The attack came just 45 minutes after Calocane, now 34, had been released by police for trying to break into another neighbour’s property earlier that same day. He had been arrested on suspicion of criminal damage and taken into custody where a psychiatric nurse said he was “hearing voices” and appeared to be suffering from psychosis.
However, a mental health team decided not to section him after looking at research evidence showing the “over-representation of young black males in detention,” the inquiry heard. He was released and attacked Feven 45 minutes later.
The inquiry heard there is nothing in police logs to suggest the two attacks were ever formally linked. Inspector Katie Eustace, who arrested Calocane over the first incident, told the hearing she “cannot find” her body-worn footage on the force’s computer system despite marking it for retention.
When asked by inquiry barrister Julian Blake whether she thought the case had “been given the attention it deserved,” Eustace responded: “No, I don’t think it was.”

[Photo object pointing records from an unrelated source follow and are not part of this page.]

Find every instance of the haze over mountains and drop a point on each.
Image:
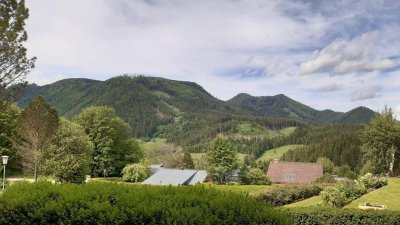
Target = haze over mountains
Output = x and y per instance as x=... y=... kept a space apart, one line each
x=148 y=102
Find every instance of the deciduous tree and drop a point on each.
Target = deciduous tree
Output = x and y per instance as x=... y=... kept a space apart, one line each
x=69 y=153
x=36 y=125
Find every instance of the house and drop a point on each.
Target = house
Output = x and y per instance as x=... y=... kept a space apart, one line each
x=175 y=177
x=294 y=172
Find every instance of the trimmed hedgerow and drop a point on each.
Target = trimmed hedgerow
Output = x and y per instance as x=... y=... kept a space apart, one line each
x=286 y=194
x=110 y=203
x=330 y=216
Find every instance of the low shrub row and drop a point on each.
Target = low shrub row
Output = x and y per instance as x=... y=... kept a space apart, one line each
x=330 y=216
x=286 y=194
x=111 y=203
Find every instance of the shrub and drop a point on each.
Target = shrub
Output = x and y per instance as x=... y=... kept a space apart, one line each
x=110 y=203
x=286 y=194
x=254 y=176
x=329 y=216
x=326 y=178
x=370 y=181
x=136 y=172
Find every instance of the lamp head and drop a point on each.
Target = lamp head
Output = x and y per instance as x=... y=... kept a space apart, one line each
x=5 y=159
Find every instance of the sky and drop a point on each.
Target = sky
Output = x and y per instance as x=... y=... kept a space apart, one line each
x=326 y=54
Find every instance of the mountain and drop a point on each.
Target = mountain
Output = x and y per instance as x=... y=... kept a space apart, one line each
x=283 y=106
x=143 y=102
x=150 y=104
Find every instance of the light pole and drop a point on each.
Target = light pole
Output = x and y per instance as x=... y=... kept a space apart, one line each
x=5 y=160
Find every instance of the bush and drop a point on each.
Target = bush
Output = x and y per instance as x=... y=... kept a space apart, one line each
x=254 y=176
x=326 y=178
x=110 y=203
x=287 y=194
x=370 y=181
x=341 y=194
x=136 y=172
x=329 y=216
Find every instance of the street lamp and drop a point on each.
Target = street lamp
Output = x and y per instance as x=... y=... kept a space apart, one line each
x=5 y=160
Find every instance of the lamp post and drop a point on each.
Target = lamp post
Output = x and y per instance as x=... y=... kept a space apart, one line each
x=5 y=160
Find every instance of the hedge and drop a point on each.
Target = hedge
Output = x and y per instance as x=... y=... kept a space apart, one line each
x=111 y=203
x=286 y=194
x=330 y=216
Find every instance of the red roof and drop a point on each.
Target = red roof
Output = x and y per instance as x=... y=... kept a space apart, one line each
x=294 y=172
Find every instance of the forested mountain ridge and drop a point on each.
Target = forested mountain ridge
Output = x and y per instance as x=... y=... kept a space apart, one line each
x=149 y=103
x=283 y=106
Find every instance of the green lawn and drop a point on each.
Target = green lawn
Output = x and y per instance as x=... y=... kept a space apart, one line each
x=388 y=196
x=252 y=190
x=313 y=201
x=276 y=153
x=287 y=131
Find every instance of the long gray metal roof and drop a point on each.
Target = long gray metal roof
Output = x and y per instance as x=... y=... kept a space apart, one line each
x=176 y=177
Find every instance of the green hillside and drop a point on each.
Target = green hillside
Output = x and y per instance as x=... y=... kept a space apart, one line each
x=283 y=106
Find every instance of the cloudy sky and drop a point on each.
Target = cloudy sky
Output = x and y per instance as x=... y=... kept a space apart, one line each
x=326 y=54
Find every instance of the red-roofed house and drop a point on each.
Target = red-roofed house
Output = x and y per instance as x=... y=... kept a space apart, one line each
x=294 y=172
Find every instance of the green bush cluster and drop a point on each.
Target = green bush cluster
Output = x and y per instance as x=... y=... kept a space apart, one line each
x=110 y=203
x=370 y=181
x=342 y=194
x=329 y=216
x=287 y=194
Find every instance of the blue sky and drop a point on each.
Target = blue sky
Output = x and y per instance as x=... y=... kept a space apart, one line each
x=326 y=54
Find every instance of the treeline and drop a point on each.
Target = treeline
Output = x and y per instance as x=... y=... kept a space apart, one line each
x=339 y=143
x=194 y=131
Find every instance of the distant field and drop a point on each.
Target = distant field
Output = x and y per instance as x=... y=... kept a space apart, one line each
x=313 y=201
x=287 y=131
x=276 y=153
x=154 y=144
x=388 y=196
x=198 y=156
x=251 y=190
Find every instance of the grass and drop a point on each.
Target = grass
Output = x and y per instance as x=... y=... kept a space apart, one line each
x=313 y=201
x=388 y=196
x=276 y=153
x=153 y=145
x=287 y=131
x=251 y=190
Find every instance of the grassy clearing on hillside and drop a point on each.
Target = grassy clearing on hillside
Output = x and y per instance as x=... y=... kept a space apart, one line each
x=313 y=201
x=287 y=131
x=276 y=153
x=388 y=196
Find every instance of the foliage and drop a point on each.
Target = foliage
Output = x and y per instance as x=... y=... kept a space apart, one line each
x=187 y=160
x=253 y=176
x=69 y=153
x=341 y=194
x=8 y=122
x=329 y=216
x=370 y=181
x=222 y=157
x=14 y=64
x=327 y=164
x=381 y=138
x=110 y=135
x=326 y=178
x=136 y=172
x=287 y=194
x=36 y=125
x=109 y=203
x=341 y=144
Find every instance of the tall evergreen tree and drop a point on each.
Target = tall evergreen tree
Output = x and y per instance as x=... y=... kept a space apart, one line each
x=14 y=64
x=381 y=139
x=36 y=125
x=222 y=157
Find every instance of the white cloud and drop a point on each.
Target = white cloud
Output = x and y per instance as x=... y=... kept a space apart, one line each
x=366 y=93
x=343 y=57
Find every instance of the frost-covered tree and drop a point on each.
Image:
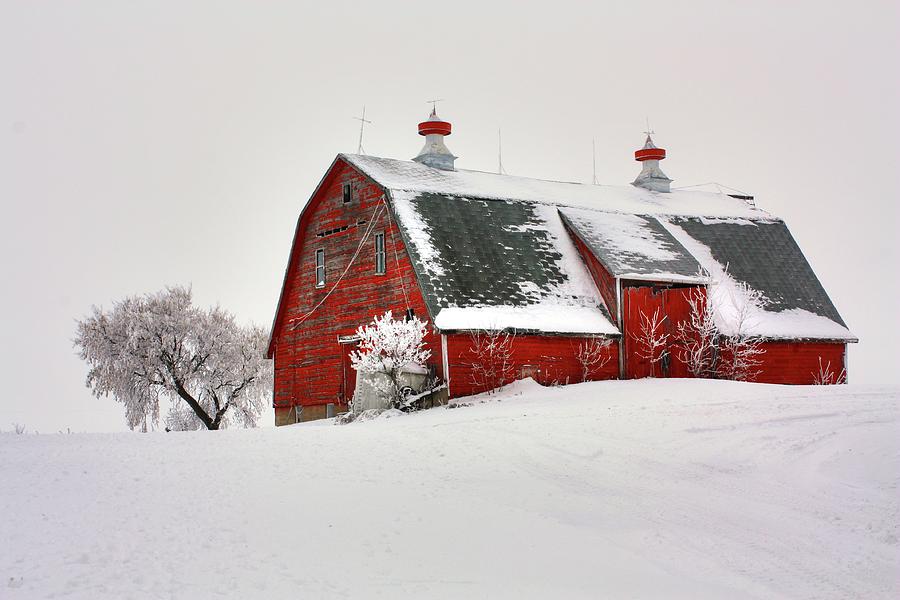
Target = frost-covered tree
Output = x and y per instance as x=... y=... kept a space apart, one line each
x=740 y=350
x=827 y=376
x=492 y=365
x=698 y=336
x=388 y=346
x=593 y=355
x=160 y=346
x=652 y=339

PC Richard Marsden, who attended the attack on Feven and visited her after hospital discharge, denied telling her it “could have been much worse.” However, when asked by inquiry chairwoman Deborah Taylor if police should have linked the incident with the earlier criminal damage, he responded: “They should, yes.”
On 13 June 2023, Calocane fatally stabbed students Barnaby Webber and Grace O’Malley-Kumar, both 19, and school caretaker Ian Coates, 65, before attempting to run down three pedestrians. He was convicted of manslaughter on grounds of diminished responsibility and handed an indefinite hospital order in January 2024.
The inquiry continues and will report back in full next year.